Creating Clusters/Groups of Neighbors?

GabeKarns · ‎10-11-2013

I'm working with a set of 88 counties in Ohio, and I need to cluster them into groups of 3 based on minimum aggregate distance between each possible cluster of 3 (I created polygon centroids for each county). This will be done without replacement. Once a county is assigned to one cluster, it is not available for others.

Put another way, if there is A, B, C, and D in close proximity to one another, does A/B/C or B/C/D create "tightest" group based off sum of the distances between A-B, B-C, and A-C versus B-C, C-D, and B-D.

I am aware of the Grouping Analysis tool in version 10.1 (not positive that would do the trick...), but unfortunately I do not currently have access to that platform.

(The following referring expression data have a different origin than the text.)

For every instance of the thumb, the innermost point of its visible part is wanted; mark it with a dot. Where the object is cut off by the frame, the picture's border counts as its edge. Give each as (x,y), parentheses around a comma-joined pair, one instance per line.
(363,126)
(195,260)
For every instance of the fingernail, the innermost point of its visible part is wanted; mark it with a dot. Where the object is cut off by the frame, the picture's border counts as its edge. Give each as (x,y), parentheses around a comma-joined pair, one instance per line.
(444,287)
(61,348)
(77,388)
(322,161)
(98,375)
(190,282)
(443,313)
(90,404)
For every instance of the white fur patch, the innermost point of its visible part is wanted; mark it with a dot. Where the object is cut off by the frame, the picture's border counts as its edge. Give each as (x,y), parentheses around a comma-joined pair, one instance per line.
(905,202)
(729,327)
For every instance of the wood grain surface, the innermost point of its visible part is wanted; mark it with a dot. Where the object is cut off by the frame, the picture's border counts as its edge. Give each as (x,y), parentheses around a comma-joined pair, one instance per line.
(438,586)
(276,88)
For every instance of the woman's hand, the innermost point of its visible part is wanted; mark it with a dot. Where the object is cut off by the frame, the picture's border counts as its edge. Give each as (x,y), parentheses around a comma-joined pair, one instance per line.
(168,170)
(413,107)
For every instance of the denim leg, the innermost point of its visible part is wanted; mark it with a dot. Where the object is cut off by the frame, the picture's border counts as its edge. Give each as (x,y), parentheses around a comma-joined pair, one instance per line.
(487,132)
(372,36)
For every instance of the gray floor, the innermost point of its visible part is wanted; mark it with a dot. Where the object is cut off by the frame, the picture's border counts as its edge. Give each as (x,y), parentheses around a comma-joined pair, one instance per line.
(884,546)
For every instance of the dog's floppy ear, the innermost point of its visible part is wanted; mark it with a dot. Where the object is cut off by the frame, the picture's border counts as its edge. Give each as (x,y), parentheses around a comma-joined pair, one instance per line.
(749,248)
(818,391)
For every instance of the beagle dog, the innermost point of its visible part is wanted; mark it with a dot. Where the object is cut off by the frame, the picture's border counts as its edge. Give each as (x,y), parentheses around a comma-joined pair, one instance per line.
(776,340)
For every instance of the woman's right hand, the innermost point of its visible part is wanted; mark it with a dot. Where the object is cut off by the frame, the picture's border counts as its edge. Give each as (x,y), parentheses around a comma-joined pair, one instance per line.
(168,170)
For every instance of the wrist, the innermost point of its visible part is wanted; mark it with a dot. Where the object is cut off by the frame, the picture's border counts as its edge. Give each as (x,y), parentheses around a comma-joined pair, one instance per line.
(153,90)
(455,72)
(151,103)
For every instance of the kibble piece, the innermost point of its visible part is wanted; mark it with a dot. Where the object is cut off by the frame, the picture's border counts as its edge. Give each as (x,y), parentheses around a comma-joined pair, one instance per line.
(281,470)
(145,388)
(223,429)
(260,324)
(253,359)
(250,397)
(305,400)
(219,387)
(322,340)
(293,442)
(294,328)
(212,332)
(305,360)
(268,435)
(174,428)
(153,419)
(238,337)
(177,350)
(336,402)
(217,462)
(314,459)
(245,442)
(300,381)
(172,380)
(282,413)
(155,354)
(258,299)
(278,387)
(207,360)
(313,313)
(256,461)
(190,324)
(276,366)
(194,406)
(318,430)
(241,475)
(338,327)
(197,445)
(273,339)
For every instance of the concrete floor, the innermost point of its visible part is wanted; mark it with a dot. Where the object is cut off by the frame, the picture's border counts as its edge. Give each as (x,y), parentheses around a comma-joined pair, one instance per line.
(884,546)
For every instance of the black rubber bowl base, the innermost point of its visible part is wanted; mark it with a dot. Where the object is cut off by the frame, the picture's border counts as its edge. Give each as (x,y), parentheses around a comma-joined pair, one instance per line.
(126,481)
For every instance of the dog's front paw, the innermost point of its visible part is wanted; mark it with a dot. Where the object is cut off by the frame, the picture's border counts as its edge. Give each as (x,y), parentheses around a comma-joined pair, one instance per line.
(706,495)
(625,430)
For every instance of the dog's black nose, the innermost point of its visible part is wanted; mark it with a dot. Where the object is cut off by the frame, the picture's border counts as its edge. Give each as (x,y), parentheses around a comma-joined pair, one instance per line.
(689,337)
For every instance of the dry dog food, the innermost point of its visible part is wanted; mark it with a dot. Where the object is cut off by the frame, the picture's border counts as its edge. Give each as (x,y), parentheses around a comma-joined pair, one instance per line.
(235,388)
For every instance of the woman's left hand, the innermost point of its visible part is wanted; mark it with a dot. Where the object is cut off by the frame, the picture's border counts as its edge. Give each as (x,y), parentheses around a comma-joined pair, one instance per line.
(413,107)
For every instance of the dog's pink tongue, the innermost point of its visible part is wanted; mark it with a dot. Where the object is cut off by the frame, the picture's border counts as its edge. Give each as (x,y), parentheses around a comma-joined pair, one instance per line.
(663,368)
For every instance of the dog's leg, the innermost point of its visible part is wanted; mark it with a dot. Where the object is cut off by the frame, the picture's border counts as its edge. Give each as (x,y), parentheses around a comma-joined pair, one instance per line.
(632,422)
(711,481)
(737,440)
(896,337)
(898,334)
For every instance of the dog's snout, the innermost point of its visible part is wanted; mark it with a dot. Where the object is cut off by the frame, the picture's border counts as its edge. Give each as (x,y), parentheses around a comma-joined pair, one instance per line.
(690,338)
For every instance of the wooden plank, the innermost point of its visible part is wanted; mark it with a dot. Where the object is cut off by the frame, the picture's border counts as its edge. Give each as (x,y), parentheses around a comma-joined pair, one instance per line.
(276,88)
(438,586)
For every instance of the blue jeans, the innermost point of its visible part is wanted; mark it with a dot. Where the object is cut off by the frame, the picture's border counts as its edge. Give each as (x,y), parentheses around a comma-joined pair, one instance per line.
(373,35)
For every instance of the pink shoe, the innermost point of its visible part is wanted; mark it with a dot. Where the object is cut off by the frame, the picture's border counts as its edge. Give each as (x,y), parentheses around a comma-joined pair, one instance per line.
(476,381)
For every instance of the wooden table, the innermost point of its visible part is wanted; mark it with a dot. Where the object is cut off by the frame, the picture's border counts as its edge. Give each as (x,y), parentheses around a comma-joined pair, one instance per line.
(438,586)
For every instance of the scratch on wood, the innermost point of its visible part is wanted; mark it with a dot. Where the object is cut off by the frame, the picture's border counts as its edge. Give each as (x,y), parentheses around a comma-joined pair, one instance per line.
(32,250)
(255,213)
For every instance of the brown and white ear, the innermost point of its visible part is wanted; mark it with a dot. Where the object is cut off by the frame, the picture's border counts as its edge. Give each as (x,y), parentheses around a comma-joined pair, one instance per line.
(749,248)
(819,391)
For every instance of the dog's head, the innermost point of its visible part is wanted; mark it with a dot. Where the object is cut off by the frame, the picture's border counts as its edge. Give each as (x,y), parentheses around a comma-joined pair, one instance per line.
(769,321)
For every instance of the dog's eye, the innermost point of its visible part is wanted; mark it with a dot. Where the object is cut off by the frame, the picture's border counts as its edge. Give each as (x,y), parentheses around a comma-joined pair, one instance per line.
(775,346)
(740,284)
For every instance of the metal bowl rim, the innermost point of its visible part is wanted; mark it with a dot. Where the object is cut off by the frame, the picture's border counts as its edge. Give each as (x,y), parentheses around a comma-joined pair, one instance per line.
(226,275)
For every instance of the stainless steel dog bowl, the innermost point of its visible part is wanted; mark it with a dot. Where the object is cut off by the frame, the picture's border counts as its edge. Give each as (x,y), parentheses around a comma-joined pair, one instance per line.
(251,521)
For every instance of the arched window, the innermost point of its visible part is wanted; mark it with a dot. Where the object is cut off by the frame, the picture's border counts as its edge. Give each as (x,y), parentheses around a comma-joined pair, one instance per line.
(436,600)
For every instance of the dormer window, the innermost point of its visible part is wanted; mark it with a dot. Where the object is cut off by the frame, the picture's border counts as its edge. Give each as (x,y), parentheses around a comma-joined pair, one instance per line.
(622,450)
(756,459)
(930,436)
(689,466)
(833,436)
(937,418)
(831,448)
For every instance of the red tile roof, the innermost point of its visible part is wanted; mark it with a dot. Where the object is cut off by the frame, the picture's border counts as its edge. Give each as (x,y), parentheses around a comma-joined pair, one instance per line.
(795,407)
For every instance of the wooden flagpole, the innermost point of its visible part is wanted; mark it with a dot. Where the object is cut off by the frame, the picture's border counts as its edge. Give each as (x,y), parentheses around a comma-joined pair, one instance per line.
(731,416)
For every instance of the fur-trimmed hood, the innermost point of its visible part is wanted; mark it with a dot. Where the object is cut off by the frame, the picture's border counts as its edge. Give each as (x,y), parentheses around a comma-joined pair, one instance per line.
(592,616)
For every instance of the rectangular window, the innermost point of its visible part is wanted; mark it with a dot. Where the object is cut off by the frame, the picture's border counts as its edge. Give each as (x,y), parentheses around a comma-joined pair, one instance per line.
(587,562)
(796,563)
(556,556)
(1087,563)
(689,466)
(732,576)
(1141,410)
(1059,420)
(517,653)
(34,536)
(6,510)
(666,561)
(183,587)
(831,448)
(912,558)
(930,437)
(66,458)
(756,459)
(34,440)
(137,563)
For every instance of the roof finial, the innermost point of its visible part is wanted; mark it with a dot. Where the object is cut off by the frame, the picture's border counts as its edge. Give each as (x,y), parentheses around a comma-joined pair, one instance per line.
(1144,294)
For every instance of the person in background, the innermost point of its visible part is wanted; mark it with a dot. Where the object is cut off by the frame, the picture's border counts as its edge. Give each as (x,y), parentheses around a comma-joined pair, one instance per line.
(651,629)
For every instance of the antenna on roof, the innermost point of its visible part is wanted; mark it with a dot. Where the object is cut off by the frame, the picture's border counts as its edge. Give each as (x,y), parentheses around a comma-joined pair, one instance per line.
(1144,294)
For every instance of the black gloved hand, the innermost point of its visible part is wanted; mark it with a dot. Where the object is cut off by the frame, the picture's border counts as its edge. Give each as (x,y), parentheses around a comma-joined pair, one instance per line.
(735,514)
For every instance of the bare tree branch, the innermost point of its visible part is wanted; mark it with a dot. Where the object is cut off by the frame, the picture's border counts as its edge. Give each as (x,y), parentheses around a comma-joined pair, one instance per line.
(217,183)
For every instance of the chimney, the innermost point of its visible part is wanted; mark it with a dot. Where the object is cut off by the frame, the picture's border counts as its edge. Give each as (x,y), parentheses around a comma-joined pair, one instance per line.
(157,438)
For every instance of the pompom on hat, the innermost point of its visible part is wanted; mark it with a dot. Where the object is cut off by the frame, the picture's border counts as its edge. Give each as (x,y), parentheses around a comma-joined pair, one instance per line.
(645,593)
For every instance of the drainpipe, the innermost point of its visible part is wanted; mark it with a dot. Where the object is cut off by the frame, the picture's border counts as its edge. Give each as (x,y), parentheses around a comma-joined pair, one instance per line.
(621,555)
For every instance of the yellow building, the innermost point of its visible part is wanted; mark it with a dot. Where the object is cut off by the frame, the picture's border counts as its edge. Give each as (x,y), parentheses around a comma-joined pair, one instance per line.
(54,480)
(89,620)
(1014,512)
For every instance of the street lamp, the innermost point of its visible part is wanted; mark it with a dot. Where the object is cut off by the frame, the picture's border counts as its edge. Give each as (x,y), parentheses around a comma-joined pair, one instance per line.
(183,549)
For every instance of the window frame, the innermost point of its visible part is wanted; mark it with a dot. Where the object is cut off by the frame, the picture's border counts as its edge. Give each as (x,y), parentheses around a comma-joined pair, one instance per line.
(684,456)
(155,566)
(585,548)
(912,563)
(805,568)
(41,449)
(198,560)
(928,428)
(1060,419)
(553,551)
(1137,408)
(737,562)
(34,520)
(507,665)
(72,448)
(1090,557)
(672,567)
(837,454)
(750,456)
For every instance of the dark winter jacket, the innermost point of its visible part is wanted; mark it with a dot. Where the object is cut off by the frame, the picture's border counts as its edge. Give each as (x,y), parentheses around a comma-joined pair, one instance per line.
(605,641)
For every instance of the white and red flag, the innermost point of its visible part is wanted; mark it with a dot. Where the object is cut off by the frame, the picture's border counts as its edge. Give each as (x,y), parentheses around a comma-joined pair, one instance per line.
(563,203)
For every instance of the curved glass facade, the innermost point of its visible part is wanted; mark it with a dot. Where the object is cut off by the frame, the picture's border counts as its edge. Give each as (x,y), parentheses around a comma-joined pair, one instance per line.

Help please! Thanks in advance.

XanderBakker · ‎10-16-2013

I'm working with a set of 88 counties in Ohio, and I need to cluster them into groups of 3 based on minimum aggregate distance between each possible cluster of 3 (I created polygon centroids for each county). This will be done without replacement. Once a county is assigned to one cluster, it is not available for others.

Put another way, if there is A, B, C, and D in close proximity to one another, does A/B/C or B/C/D create "tightest" group based off sum of the distances between A-B, B-C, and A-C versus B-C, C-D, and B-D.

I am aware of the Grouping Analysis tool in version 10.1 (not positive that would do the trick...), but unfortunately I do not currently have access to that platform.

Help please! Thanks in advance.

Hi Gabe,

You are right that Grouping Analysis will not work for your case. Although you can specify the number of groups, the size of the groups will vary.

Since this is a nice challenge I tried something which is far from perfect. It evaluates for the first point which other 2 points are closest. Those 3 points are stored in a dictionary with points (counties) that are no longer available. It takes the next point and so on. So the result below:

[ATTACH=CONFIG]28364[/ATTACH]

There are a few downsides to this method:

This will not result in the best solution since not all possibilities are evaluated. The higher the group number the less counties will still be available and the less optimal the result will be. Just check the result for groups 27 and 29.

Since there are 88 counties, county 88 is not group (group = 99)

As you can see there's not much intelligence in this process. One could test all possibilities (88 * 87 * 86 = 658416) or make it more intelligent to come up with the best result.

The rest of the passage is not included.